Außerdem kooperiert B.O.S.S. mit der Landesvereinigung der rheinland-pfälzischen Unternehmerverbände (LVU).Deren Vorsitzender, Dr. Eberhard Schwarz, machte am 29.6.99 vor dem LVU-Unternehmertag folgende Aussagen:

Eine gute Schulausbildung sei nach wie vor unverzichtbare Voraussetzung für die berufliche Ausbildung, deren Anforderungen die Schulabgänger aber in zunehmendem Maße nicht mehr genügten. (An dieser Stelle könnte man sich die Frage stellen, ob Schule tatsächlich schlechter geworden ist. Sollte dies nicht der Fall sein, sondern sich vielmehr die Ansprüche der Wirtschaft geändert haben, bliebe noch die Frage offen, ob es tatsächlich Aufgabe der Schule ist, sich der Wirtschaft anzupassen.) Hierzu machte Prof. Dr. Zöllner (Minister für Bildung, Wissenschaft und Weiterbildung) in einer B.O.S.S.-Pressemitteilung folgende Aussage:

"[...] Schule als Teil des Gesamtsystems Gesellschaft muss sich den Anforderungen aus Wirtschaft und Gesellschaft öffnen, auf die gesellschaftlichen Veränderungen reagieren und diese vor allem auch aktiv mitgestalten.." B.O.S.S. solle in diesem Zusammenhang Orientierungshilfe bei grundlegenden Fragen wie der Berufswahl, der Ausbildung und der Erwerbstätigkeit geben.

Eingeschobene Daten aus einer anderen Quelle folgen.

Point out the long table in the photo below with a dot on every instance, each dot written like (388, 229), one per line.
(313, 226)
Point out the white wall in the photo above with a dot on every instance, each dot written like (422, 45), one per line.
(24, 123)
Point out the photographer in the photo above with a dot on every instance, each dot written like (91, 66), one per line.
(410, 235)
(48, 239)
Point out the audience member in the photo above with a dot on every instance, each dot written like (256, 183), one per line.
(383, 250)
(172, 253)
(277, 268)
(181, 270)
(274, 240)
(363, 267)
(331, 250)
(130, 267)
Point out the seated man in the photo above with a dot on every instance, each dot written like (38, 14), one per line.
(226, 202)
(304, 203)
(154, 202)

Vor diesem Hintergrund unterstützten die Unternehmerverbände die Absicht Dr. Zöllners, ein Qualitätsmanagement im deutschen Schulsystem einzuführen. Dies bedeutet schulinterne Maßnahmen, wie Hilfen zur Unterrichts-, Personal- und Organisationsentwicklung mit entsprechenden Angeboten in der Beteiligung der Schulen bei der Auswahl der Lehrkräfte bis hin zur Lehrerausbildung und Qualifizierung deer Schulleitungen.

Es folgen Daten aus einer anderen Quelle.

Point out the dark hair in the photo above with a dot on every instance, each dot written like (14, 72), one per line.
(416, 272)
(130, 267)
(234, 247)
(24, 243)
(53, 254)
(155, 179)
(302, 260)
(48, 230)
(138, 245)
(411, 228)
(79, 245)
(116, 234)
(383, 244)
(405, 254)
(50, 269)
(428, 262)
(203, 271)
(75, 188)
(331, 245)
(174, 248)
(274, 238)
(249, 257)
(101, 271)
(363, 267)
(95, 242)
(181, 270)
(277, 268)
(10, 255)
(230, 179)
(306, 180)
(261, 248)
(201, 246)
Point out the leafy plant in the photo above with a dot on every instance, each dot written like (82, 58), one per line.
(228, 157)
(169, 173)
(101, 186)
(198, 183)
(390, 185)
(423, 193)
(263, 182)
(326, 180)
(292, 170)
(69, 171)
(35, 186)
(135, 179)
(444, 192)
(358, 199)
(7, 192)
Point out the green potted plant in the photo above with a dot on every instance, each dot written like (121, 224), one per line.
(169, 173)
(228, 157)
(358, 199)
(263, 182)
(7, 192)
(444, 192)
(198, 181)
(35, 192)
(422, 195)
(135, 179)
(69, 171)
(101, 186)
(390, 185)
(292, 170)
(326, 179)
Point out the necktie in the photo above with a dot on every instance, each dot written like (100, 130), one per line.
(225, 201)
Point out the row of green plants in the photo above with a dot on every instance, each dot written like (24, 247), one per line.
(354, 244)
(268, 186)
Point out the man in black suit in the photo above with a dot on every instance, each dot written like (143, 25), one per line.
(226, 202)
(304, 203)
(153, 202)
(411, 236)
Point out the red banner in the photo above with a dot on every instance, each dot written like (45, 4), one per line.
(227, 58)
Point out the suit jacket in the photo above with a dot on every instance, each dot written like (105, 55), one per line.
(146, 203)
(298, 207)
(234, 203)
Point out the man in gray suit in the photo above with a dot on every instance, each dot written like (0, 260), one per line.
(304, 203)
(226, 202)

Darüber hinaus ist - neben diesen schulinternen Maßnahmen - eine externe Überprüfung der Ergebnisse vorgesehen; dabei sollen auch Leistungstests Bestandteil des Konzepts sein.

Meiner Meinung nach ist es durchaus berechtigt, Schule als Teil des Gesamtsystems Gesellschaft zu sehen, denn dass sie nicht in einem Vakuum existieren kann, steht außer Frage. Eine ganz andere Sache ist es aber, Wirtschaft und Gesellschaft gkeichzusetzen.

Hier stellt sich wieder die grundsätzliche Frage:

 

Was kann und soll Schule eigentlich leisten?